İslam’ın hâkim olmadığı bir coğrafyadaki hâkim modern sistemin nasıl işlediğini, yaygınlık ve kuşatıcılığını bilmeden bazı Müslümanların zayıf birkaç argümana sarılarak kendilerinin sistemin dışında yaşadıkları ve mücadele ettiklerini iddia etmeleri kendi düşünceleridir. Söylenecek çok fazla bir şey yok. Ancak Haksöz ve Özgür-Der pratiğinin sistem tahlili ve sistem içi mücadele perspektifi doğal olarak farklılıklar içeriyor. Hareketin akaid, fıkıh, siyaset ve mücadele mantığını bilmeden, nüfuz etmeden yüzeysel bilgilerle karalamaya, küçük düşürmeye kalkışmak, bazen açık bazen örtülü tekfire, sapma ile suçlamaya kalkışmak ise ne derece İslam ahlakına sığar?

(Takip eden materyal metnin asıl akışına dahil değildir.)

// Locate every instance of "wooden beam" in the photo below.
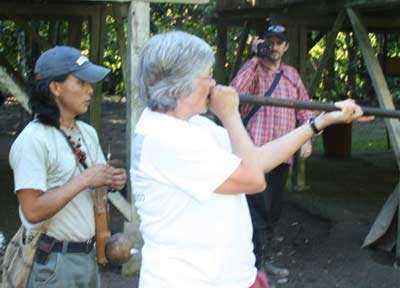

İslami Hareketlerin Tecrübesini Okuyamama
Sanki referandumda tevhid-şirk, iman-küfür, Kur’an anayasası-tağutun anayasası, Allah’ın indirdiği hükümler-Atatürk ilkeleri istikametinde tağutî uydurmalar oylanıyor ve Müslümanlar da şirki, küfrü, tağutun anayasasını tercih etmiş gibi “Benim oyum İslam’dan yana!” şeklinde söylem geliştirilebiliyor. Bu söylem sahiplerinin analizden uzak keskinliği bir tarafa nasıl bir yanılsama ve hayal dünyasında yaşadıkları ortadadır. Bu tutum sahibi Müslümanlar sahip oldukları perspektif dolayısıyla değişik coğrafyalardaki farklı İslami hareketlerin tecrübeleriyle karşılaştıklarında olup biteni anlama noktasında aslen çok sıkıntı çekmektedirler. Teorik yetersizlik ve darlıktan kaynaklanan durumu izah edememe sorunu bu Müslümanları çelişkilerin üzerini örterek yaşamaya sevk eder çoğu zaman. Örneğin Cezayir’de İslami Selamet Cephesi’nin (FIS) seçimlere katılmış olması, Lübnan’da Hizbullah’ın seçimlere katılması ve hatta cumhurbaşkanlığı seçiminde Hıristiyan bir adayı desteklemesi, Filistin’de Oslo görüşmeleri sonucunda ortaya çıkmış siyasi düzlemdeki meclis seçimlerine Hamas’ın katılmış olması birçok çevrenin bakış açısını sarstı denilebilir. İlginç olan Türkiye’de dar fıkhi kalıplarla olaya bakanlar örneğin Hamas’ın bu içtihadı karşısında fazla bir şey söyleyemez iken Gazze’de Hamas’ın iktidarı ele geçirmesinden sonra ortaya çıkan selefi-tekfirci grup Hamas’a karşı cihad ilan edebiliyor. Zaten bu zihinsel tutumun öncelikli uğraşacağı muhatap kitlenin Müslümanlar olması gibi bir zorunluluğu vardır sanki. En çok zararı yine Müslümanlara verirler. Nitekim İslam tarihinde de durum çoğu zaman böyledir. Kur’an ayetlerini bağlamından kopararak ve hikmetten uzak bir biçimde siyasal-sosyal olaylarda silah gibi kullanmanın neticesinde Emiru’l Müminin Ali’yi şehit ederken, bütün bir İslam toplumunu başsız bırakarak Muaviye’nin iktidarı almasını sağlayıcı koşulları oluşturmuş oluyorlar. Burada şunu ifade etmek de yarar var. Hariciler tamamen halis niyetlerle, sırf Allah rızası için “hakem olayı”na gösterdikleri tepki neticesinde böyle bir eyleme girişmişlerdi. Ama itidalden uzak tutumları, ayetleri silah gibi kullanan tavırları, zahire aşırı yüklenmeleri onları tarihî yanlışları yapmaya itti. Şimdi Türkiye’de referandumda destek yönünde karar veren Müslümanlara tepki gösteren kardeşlerin kahir ekseriyeti aynı zamanda Hamas politikalarını ise desteklerler. Dolayısıyla burada da çelişkili, tutarsız bir durum ortaya çıkıyor.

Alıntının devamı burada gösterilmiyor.